Les premiers admettent avec Lamarck que les variations des espèces résultent des nécessités de la coordination en rapport avec des conditions nouvelles d’existence (développement de certaines parties par usage réitéré, disparition de certaines autres par désuétude) et que ces variations sont héréditaires. Ils admettent en même temps avec Darwin que parmi les individus résultant des variations, la sélection naturelle choisit et conserve les plus aptes à prospérer dans les conditions du milieu. Nous avons vu que tout cela est parfaitement logique.

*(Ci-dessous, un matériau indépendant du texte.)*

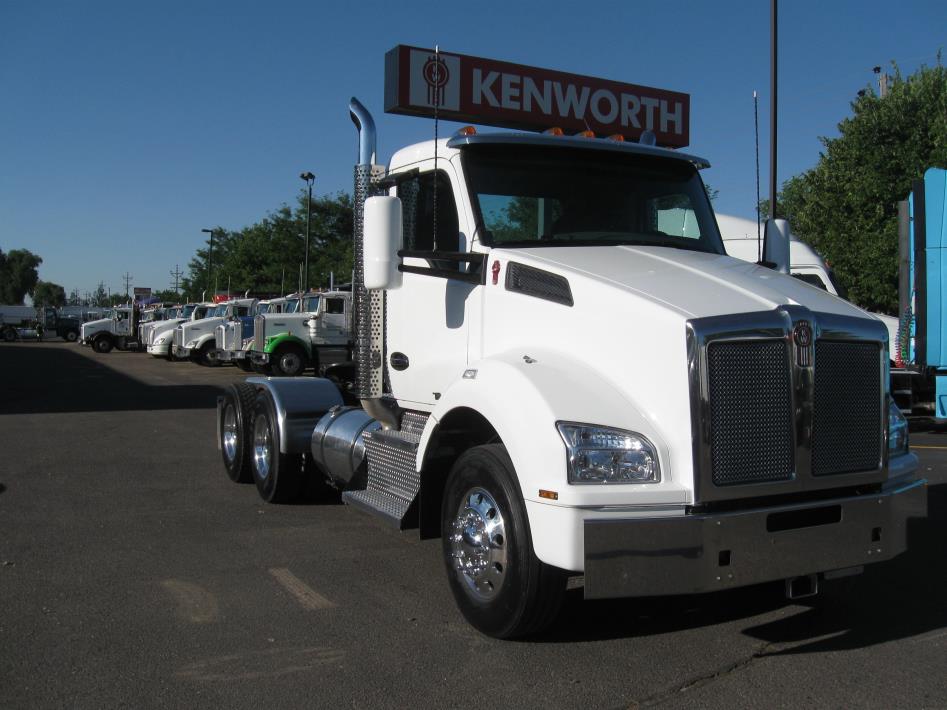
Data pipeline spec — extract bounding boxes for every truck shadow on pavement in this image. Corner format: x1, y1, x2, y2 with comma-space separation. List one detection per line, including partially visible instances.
0, 343, 221, 414
533, 484, 947, 657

Les néo-Darwiniens, au contraire, prétendent qu’il n’y a aucune relation entre la variation des éléments reproducteurs et les caractères acquis par les animaux qui les contiennent, ce qui les amène à formuler les deux propositions suivantes :

1° Les variations apparaissent au hasard et sans relation avec l’utilité plus ou moins grande qu’elles peuvent avoir pour les individus, puisque les œufs n’ont pas reçu de modification parallèle à celles qu’ont déterminées chez les parents les nécessités de la vie, mais une modification fortuite tout autre.

2° Proposition qui est en réalité incluse dans la précédente : les caractères acquis ne sont pas héréditaires.

C’est donc la sélection naturelle seule, qui, appliquée directement aux animaux supérieurs, expliquera la complication progressive des organismes.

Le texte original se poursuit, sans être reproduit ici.